Monday, January 3, 2011

Herb and Dorothy Vogel

Nathan and I have started renting documentaries as a source of entertainment these days. I'm not sure if anyone has noticed, but the quality of films these days, well...sucks! Not to mention that there are hardly any new movies coming out.
Watching mostly Art and Music documentaries has really opened our eyes and started to awaken our artistic sides again. I think we have come to the realization that it is okay to struggle as long as we have each other and our freedom to do what we enjoy. It all comes together.
Last night we watched Herb and Dorothy. A documentary about a couple in New York City that has acquired an amazing collection of art despite living off a fixed income. It was brilliant! I was so inspired to see that there are people out there that still live for the sake of art and have such a beautiful appreciation. To know that they would never sell a piece of their collection for profit because it would not be fair to split it up was an amazing act. Even when times were tough they stood behind their pact to keep the collection.
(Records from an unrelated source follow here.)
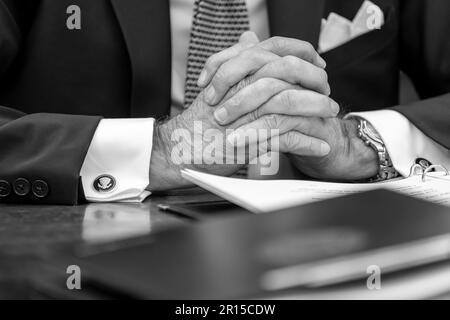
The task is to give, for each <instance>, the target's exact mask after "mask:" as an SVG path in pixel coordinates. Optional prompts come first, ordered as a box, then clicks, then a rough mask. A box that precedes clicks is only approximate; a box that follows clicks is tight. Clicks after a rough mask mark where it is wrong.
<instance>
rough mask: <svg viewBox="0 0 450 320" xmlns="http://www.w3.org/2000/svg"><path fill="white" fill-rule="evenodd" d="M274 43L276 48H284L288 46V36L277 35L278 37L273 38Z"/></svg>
mask: <svg viewBox="0 0 450 320" xmlns="http://www.w3.org/2000/svg"><path fill="white" fill-rule="evenodd" d="M272 44H273V46H274V47H275V48H276V49H281V50H283V49H285V48H286V45H287V40H286V38H283V37H280V36H276V37H273V38H272Z"/></svg>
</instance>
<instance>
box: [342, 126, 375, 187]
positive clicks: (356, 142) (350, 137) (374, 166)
mask: <svg viewBox="0 0 450 320" xmlns="http://www.w3.org/2000/svg"><path fill="white" fill-rule="evenodd" d="M344 123H345V126H346V131H347V132H348V134H349V141H350V142H349V143H350V150H351V151H350V152H351V154H352V155H353V159H354V163H353V170H354V172H353V175H352V179H354V180H367V179H370V178H373V177H375V176H376V175H377V173H378V170H379V159H378V155H377V153H376V151H375V150H374V149H373V148H371V147H370V146H368V145H367V144H366V143H364V141H363V140H362V139H361V138H360V137H359V136H358V124H359V123H358V120H356V119H347V120H345V121H344Z"/></svg>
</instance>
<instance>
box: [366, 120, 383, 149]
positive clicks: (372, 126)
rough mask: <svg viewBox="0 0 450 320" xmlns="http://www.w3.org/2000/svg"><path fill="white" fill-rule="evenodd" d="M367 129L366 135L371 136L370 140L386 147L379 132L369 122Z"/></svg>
mask: <svg viewBox="0 0 450 320" xmlns="http://www.w3.org/2000/svg"><path fill="white" fill-rule="evenodd" d="M365 129H366V134H367V135H368V136H369V138H371V139H373V140H375V141H376V142H378V143H381V144H383V145H384V143H383V139H381V136H380V134H379V133H378V131H377V130H375V128H374V127H373V126H372V125H371V124H370V123H369V122H366V126H365Z"/></svg>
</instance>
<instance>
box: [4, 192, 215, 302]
mask: <svg viewBox="0 0 450 320" xmlns="http://www.w3.org/2000/svg"><path fill="white" fill-rule="evenodd" d="M215 200H219V199H218V198H217V197H215V196H213V195H210V194H208V193H205V192H203V191H201V190H199V189H190V190H185V191H178V192H173V193H171V194H169V195H167V196H152V197H151V198H150V199H148V200H147V201H146V202H145V203H143V204H88V205H81V206H23V205H0V299H2V298H3V299H8V298H22V297H26V293H24V292H22V291H23V289H24V284H23V283H22V281H23V277H22V273H25V272H29V270H30V269H32V268H33V263H34V261H35V258H38V257H43V256H44V257H45V256H49V255H51V254H53V253H54V252H57V250H60V249H61V248H64V247H66V246H70V245H75V244H81V243H83V244H88V245H89V244H93V245H97V244H99V243H105V242H108V243H110V242H114V241H116V240H123V239H124V238H129V237H133V236H143V235H147V234H152V233H156V232H161V231H164V230H167V229H170V228H176V227H180V226H184V225H187V224H191V223H193V221H192V220H189V219H187V218H185V217H182V216H177V215H174V214H170V213H167V212H163V211H160V210H159V209H158V207H157V206H158V204H160V203H165V204H181V203H190V202H199V201H215Z"/></svg>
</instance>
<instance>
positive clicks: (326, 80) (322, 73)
mask: <svg viewBox="0 0 450 320" xmlns="http://www.w3.org/2000/svg"><path fill="white" fill-rule="evenodd" d="M319 78H320V80H321V82H323V83H328V73H327V72H326V71H325V70H323V69H319Z"/></svg>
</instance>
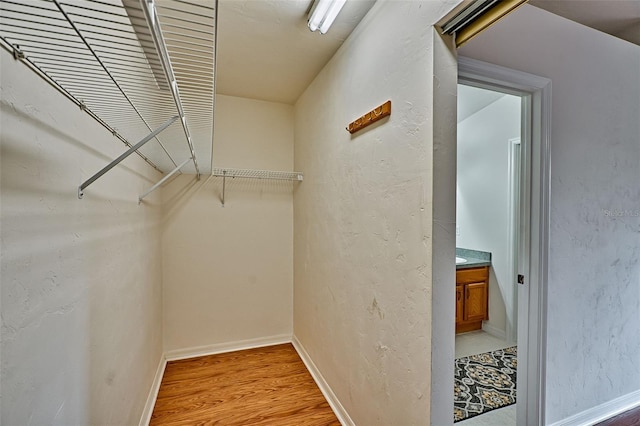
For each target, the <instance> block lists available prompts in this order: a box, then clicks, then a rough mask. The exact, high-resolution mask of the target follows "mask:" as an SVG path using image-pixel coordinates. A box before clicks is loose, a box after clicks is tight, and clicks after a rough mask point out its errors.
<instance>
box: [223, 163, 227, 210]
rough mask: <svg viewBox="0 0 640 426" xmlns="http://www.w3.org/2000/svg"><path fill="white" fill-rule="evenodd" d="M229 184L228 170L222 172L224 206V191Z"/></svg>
mask: <svg viewBox="0 0 640 426" xmlns="http://www.w3.org/2000/svg"><path fill="white" fill-rule="evenodd" d="M226 184H227V171H226V170H224V171H223V172H222V207H224V191H225V186H226Z"/></svg>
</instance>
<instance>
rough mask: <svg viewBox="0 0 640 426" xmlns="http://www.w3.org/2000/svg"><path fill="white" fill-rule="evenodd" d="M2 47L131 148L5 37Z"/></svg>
mask: <svg viewBox="0 0 640 426" xmlns="http://www.w3.org/2000/svg"><path fill="white" fill-rule="evenodd" d="M0 46H2V47H3V48H4V49H5V50H7V51H8V52H10V53H12V54H13V55H14V56H15V57H17V58H18V59H19V60H20V61H21V62H22V63H23V64H25V65H26V66H27V67H28V68H29V69H31V70H32V71H33V72H35V73H36V74H37V75H38V76H39V77H40V78H42V79H43V80H44V81H45V82H46V83H48V84H49V85H50V86H51V87H53V88H54V89H56V90H57V91H58V92H59V93H60V94H62V95H63V96H65V97H66V98H67V99H69V100H70V101H71V102H73V103H74V104H76V105H77V106H79V107H80V109H82V110H83V111H84V112H86V113H87V114H89V116H90V117H91V118H93V119H94V120H96V121H97V122H98V123H99V124H100V125H101V126H103V127H104V128H105V129H107V130H108V131H109V133H111V134H112V135H113V136H115V137H116V138H118V139H119V140H120V141H121V142H122V143H124V144H125V145H126V146H127V147H131V144H130V143H129V141H127V139H125V137H124V136H122V135H121V134H120V133H119V132H118V131H117V130H116V129H114V128H113V127H112V126H110V125H109V124H108V123H107V122H106V121H104V120H103V119H102V118H100V117H99V116H98V115H97V114H95V113H94V112H93V111H91V110H90V109H88V108H85V107H83V104H82V102H80V101H79V100H78V99H77V98H75V97H74V96H73V95H72V94H70V93H69V92H68V91H67V90H65V89H64V87H62V86H61V85H59V84H58V83H57V82H56V81H55V80H53V79H52V78H51V77H49V76H48V75H47V74H46V73H44V72H43V71H42V70H41V69H40V68H39V67H38V66H37V65H35V64H34V63H33V62H31V60H29V59H28V58H25V57H21V55H22V52H20V50H18V49H16V48H15V47H14V46H13V45H12V44H11V43H10V42H9V41H7V40H5V38H4V37H0ZM137 154H138V155H139V156H140V158H142V159H143V160H144V161H146V162H147V163H148V164H149V165H150V166H151V167H153V168H154V169H156V170H158V171H160V169H159V168H158V166H157V165H156V164H155V163H154V162H153V161H151V160H150V159H149V157H147V156H146V155H144V154H142V153H141V152H137Z"/></svg>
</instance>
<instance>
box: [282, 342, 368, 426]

HERB & DOROTHY tells the extraordinary story of Herbert Vogel, a postal clerk, and Dorothy Vogel, a librarian, who managed to build one of the most important contemporary art collections in history with very modest means. In the early 1960s, when very little attention was paid to Minimalist and Conceptual Art, Herb and Dorothy Vogel quietly began purchasing the works of unknown artists. Devoting all of Herb's salary to purchase art they liked, and living on Dorothy's paycheck alone, they continued collecting artworks guided by two rules: the piece had to be affordable, and it had to be small enough to fit in their one-bedroom Manhattan apartment. Within these limitations, they proved themselves curatorial visionaries; most of those they supported and befriended went on to become world-renowned artists including Sol LeWitt, Christo and Jeanne-Claude, Richard Tuttle, Chuck Close, Robert Mangold, Sylvia Plimack Mangold, Lynda Benglis, Pat Steir, Robert Barry, Lucio Pozzi, and Lawrence Weiner. 
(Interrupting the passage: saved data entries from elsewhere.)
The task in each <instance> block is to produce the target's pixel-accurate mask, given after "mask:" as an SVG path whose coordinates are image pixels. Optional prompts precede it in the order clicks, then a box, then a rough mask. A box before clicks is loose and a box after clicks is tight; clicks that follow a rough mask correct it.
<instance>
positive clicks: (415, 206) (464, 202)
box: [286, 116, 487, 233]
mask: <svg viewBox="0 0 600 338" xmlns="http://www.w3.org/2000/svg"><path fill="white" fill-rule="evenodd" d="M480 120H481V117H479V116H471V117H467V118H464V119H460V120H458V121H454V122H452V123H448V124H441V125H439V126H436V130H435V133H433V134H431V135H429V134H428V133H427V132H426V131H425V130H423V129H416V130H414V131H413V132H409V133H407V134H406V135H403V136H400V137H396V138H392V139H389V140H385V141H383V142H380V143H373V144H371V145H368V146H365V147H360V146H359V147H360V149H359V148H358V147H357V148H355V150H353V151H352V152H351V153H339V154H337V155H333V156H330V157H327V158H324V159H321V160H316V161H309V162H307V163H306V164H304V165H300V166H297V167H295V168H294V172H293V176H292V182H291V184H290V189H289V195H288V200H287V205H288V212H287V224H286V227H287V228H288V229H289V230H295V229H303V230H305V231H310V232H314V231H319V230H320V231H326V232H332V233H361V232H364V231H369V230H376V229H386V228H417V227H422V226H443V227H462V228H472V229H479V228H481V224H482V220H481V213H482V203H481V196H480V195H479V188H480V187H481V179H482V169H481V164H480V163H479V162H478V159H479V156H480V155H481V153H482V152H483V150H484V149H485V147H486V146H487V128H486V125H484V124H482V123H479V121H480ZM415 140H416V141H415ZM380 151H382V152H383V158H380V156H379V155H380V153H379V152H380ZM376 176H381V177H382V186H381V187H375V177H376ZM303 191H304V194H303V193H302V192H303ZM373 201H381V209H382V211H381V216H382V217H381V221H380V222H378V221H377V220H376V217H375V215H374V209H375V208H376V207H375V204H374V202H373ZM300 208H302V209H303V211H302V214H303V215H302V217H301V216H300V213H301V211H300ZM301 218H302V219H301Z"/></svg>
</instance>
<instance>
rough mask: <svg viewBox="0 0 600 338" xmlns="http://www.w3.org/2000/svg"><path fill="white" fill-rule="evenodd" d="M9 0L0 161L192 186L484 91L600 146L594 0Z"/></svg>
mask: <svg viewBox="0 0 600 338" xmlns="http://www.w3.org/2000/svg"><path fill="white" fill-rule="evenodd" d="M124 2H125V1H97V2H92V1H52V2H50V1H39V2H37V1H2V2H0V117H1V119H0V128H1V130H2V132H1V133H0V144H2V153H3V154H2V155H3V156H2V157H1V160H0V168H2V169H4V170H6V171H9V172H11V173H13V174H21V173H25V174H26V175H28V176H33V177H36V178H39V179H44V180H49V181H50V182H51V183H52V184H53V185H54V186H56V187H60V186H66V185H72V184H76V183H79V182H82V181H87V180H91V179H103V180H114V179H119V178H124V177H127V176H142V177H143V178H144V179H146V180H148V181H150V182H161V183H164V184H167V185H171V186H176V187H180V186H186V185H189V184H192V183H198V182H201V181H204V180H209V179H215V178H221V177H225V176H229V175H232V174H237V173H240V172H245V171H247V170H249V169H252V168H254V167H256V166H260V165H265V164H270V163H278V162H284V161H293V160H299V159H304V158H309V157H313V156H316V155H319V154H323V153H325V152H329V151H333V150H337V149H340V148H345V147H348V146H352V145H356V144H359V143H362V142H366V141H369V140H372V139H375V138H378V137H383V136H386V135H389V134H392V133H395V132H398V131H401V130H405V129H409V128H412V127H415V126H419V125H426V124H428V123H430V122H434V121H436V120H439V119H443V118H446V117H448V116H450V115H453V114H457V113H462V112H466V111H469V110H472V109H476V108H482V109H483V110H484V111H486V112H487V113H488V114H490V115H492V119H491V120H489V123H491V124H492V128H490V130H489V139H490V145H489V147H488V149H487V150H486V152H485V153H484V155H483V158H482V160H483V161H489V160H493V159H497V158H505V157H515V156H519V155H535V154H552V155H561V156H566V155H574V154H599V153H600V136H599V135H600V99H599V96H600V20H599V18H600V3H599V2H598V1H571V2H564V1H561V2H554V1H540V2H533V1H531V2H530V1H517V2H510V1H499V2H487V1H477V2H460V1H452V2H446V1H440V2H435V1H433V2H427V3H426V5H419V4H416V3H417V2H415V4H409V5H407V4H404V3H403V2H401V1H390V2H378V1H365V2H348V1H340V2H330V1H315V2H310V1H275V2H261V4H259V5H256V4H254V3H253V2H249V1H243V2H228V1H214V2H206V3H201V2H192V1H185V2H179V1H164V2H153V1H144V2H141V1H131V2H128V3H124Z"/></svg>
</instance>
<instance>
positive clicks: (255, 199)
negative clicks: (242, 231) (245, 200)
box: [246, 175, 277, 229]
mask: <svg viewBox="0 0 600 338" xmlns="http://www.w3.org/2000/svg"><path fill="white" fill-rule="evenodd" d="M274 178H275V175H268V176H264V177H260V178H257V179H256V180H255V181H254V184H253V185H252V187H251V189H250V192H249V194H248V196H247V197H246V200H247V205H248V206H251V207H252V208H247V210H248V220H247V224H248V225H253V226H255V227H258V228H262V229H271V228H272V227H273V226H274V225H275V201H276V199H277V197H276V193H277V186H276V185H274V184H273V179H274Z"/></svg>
After thirty years of meticulous collecting and buying, the Vogels managed to accumulate over 2,000 pieces, filling every corner of their tiny one bedroom apartment. "Not even a toothpick could be squeezed into the apartment," recalls Dorothy. In 1992, the Vogels decided to move their entire collection to the National Gallery of Art in Washington, DC. The vast majority of their collection was given as a gift to the institution. Many of the works they acquired appreciated so significantly over the years that their collection today is worth millions of dollars. Still, the Vogels never sold a single piece. Today Herb and Dorothy still live in the same apartment in New York with 19 turtles, lots of fish, and one cat. They've refilled it with piles of new art they've acquired.